Richard Allen Boone


 Richard Allen Boone (June 18, 1917 – January 10, 1981)

Boone starred in over 50 films and was notable for his roles in Westerns and for the TV series Have Gun – Will Travel. He was a college student, boxer, painter and oil-field laborer before ending up in the U.S. Navy during World War II. After the war he used the G.I. Bill to study acting with the Actor's Studio in New York. Serious and methodical, Boone debuted on Broadway in the play "Medea". Other plays followed, as did occasional TV work. In 1950 20th Century-Fox signed him to a contract and he made his screen debut in Halls of Montezuma (1951), playing a Marine officer. Tall and craggy, Boone was continually cast in a number of war and western movies. He also tackled roles such as Pontius Pilate in The Robe (1953) and a police detective in Vicki (1953). In 1954 he was cast as Dr. Konrad Styner in the pioneering medical series Medic (1954). In 1957, Boone was cast in what is his best-known role, the cultured gunfighter Paladin in the highly regarded western series Have Gun - Will Travel (1957). Immensely popular, the show made Boone a star. The series lasted six years, and in addition to starring in it, Boone also directed some episodes.
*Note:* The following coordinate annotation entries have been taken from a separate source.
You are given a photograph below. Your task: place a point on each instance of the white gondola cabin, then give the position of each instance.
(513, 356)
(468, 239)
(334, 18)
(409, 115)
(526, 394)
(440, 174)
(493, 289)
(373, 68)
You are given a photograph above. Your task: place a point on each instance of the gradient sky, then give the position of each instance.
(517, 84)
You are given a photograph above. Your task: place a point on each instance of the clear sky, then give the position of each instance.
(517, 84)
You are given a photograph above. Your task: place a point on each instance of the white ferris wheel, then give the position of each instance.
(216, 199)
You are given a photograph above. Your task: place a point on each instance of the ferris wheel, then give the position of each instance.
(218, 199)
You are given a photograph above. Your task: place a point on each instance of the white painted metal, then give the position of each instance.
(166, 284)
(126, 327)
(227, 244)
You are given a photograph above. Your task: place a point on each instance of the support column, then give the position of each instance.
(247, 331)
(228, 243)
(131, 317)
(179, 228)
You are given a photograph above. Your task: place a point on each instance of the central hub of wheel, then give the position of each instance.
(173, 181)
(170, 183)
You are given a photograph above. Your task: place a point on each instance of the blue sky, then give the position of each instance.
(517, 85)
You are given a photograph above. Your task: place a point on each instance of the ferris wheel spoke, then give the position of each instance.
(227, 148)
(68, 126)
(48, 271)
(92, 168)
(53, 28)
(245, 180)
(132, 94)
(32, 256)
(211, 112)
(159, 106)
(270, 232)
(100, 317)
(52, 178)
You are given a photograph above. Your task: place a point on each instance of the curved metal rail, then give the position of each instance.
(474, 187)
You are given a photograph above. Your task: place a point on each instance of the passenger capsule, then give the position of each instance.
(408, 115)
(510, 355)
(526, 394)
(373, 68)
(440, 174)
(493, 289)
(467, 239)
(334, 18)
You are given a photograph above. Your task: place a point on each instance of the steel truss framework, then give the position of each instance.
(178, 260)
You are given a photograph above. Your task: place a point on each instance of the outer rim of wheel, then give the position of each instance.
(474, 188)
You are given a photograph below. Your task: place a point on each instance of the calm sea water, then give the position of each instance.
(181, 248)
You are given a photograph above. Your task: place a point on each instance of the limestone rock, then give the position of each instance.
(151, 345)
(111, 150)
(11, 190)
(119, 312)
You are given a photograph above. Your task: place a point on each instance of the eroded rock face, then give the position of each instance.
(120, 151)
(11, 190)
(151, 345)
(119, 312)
He still kept busy on the big screen during the series' run, appearing as Sam Houston in the John Wayne epic The Alamo (1960), and as a weary cavalry captain fighting Indians in A Thunder of Drums (1961). In the early 1970s, Boone starred in the short-lived TV series Hec Ramsey, which Jack Webb produced for Mark VII Limited Productions. He was married three times, and had one child. Richard Boone died soon afterward in St. Augustine of pneumonia while suffering from throat cancer. His ashes were scattered in the Pacific Ocean off Hawaii.